Why Zip is a Leader in Intake & Orchestration

By solving procurement’s critical "front-door" problem, Zip have introduced an intelligent employee interface that unifies data, mitigates risk and streamlines approvals across heavily fragmented enterprise legacy systems.
For decades, enterprise procurement has suffered from a fundamental UX flaw: the "front-door" problem. When an ordinary employee wants to request a new software tool, order marketing assets or onboard a vendor, they are instantly met with a confusing maze of fragmented systems. ERPs, contract management databases, IT ticket queues and legal frameworks rarely talk to one another. The result is a broken user experience, rogue spending and massive compliance risks.
Enter Zip.
As the pioneers of the "Intake & Orchestration" category, this platform act as an intelligent orchestration layer. Instead of forcing employees to navigate rigid legacy software, it ingests complex user requests, instantly cross-reference data across existing tech stacks, assess vendor risk and route parallel approvals, all through a single, intuitive interface. As the market enters a definitive era of AI-driven automation, Zip has rapidly scaled to a category-defining juggernaut.
In late 2025, Zip crossed the US$6bn mark in customer savings, processing hundreds of billions in spend across a network of over 7 million suppliers.

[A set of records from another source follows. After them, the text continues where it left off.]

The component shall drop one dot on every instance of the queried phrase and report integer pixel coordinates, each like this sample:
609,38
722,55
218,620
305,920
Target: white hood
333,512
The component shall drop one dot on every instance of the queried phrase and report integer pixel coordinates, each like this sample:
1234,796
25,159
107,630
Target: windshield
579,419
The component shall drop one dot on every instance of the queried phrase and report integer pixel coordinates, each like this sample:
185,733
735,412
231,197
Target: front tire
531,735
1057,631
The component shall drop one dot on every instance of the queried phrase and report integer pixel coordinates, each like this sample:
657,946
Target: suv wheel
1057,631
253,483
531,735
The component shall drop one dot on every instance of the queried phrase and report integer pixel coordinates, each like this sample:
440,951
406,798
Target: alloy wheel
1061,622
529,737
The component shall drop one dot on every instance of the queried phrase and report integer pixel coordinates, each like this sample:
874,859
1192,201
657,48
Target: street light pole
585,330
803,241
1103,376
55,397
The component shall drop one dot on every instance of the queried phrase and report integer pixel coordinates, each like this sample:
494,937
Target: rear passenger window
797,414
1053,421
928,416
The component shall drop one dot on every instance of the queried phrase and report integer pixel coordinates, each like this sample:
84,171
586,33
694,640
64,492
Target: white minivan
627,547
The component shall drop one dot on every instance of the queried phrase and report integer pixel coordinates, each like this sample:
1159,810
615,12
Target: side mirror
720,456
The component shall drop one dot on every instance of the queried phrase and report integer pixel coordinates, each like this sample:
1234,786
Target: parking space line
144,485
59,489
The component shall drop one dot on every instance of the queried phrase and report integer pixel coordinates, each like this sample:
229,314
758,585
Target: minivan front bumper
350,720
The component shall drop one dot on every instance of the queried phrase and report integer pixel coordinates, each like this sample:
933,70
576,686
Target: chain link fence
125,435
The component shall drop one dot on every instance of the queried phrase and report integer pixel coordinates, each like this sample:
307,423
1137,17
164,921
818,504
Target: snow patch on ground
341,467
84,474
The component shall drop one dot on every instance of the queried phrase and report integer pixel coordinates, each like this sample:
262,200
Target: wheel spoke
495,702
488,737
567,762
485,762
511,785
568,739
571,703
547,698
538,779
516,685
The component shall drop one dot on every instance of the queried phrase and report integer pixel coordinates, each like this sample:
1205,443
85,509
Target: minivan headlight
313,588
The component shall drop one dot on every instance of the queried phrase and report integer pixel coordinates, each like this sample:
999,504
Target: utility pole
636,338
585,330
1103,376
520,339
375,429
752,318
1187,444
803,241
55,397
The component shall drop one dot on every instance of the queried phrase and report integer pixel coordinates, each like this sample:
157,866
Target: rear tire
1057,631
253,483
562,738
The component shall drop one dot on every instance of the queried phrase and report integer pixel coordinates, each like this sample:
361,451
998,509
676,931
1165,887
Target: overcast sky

Amid economic uncertainty, supply chain volatility and the rise of AI, market leaders like OpenAI, Dollar Tree and Mars have adopted Zip’s agentic AI platform to drive efficiency, collectively saving billions of dollars and reclaiming millions of days in productivity.
"What began as a simpler way to start a purchase has grown into a full procurement operating system," says Rujul Zaparde, Co-founder and CEO of Zip.
"This year, we introduced agentic procurement orchestration – not just a new term and category, but a new way of thinking about how AI can transform every aspect of how companies purchase. The results speak for themselves: US$6bn saved, 10 million days of cycle time eliminated and procurement finally emerging as a board-level priority."
Forrester validates the orchestration model
While the conceptual benefits of procurement orchestration are clear, a recent Total Economic Impact (TEI) study conducted by Forrester Consulting has put definitive numbers behind the phenomenon.
Evaluating Zip’s impact on global enterprises, the study revealed that the platform delivers a staggering 386% Return on Investment (ROI), with the software completely paying for itself in under six months.
Forrester’s findings outline a dramatic shift in how modern enterprises manage cash flow, efficiency and compliance. By bringing more spend under management and establishing centralised orchestration, enterprises achieved an average 3.3% reduction in overall spend.
At the same time, the combination of intuitive intake and automated routing allowed organisations to realise an average 70% reduction in the time spent submitting and approving procurement requests.
This shift to a single orchestration layer with no-code workflow maintenance significantly cut IT overhead, drastically reducing internal change requests and ongoing operational friction.
Frictionless operations at T-Mobile
Take, for example, T-Mobile. The sweeping initiative to transform its procurement was driven by a singular executive mandate: simplify the business. Prior to partnering with Zip, T-Mobile navigated legacy ERP and procurement systems that were reaching their end of life, relying on a homegrown orchestration tool that lacked integration between procurement, legal and the ERP. This friction resulted in bottlenecked service level agreements (SLAs) that frequently stretched past thirty days.
This bottleneck sparked a philosophical shift under Chief Procurement Officer, Michael Levenson. The core philosophy guiding the transformation was to make procurement entirely frictionless for repeatable, everyday buys. By automating routine intake, specialised procurement staff could step away from administrative tasks and focus on high-value, complex deals.
Michael emphasised listening to team members at all working levels to distil actionable change. “It’s simplifying things for the business, making sure that we have procurement focused on the deals that bring value and benefit to teams.”
This execution is a microcosm of a much broader market shift. As Rujul noted at its Zip Forward event in London: “Our customers to date, having deployed over a thousand agents into production in their Zip environments, have seen over 800,000 hours saved and over US$59m of cost avoidance and savings.”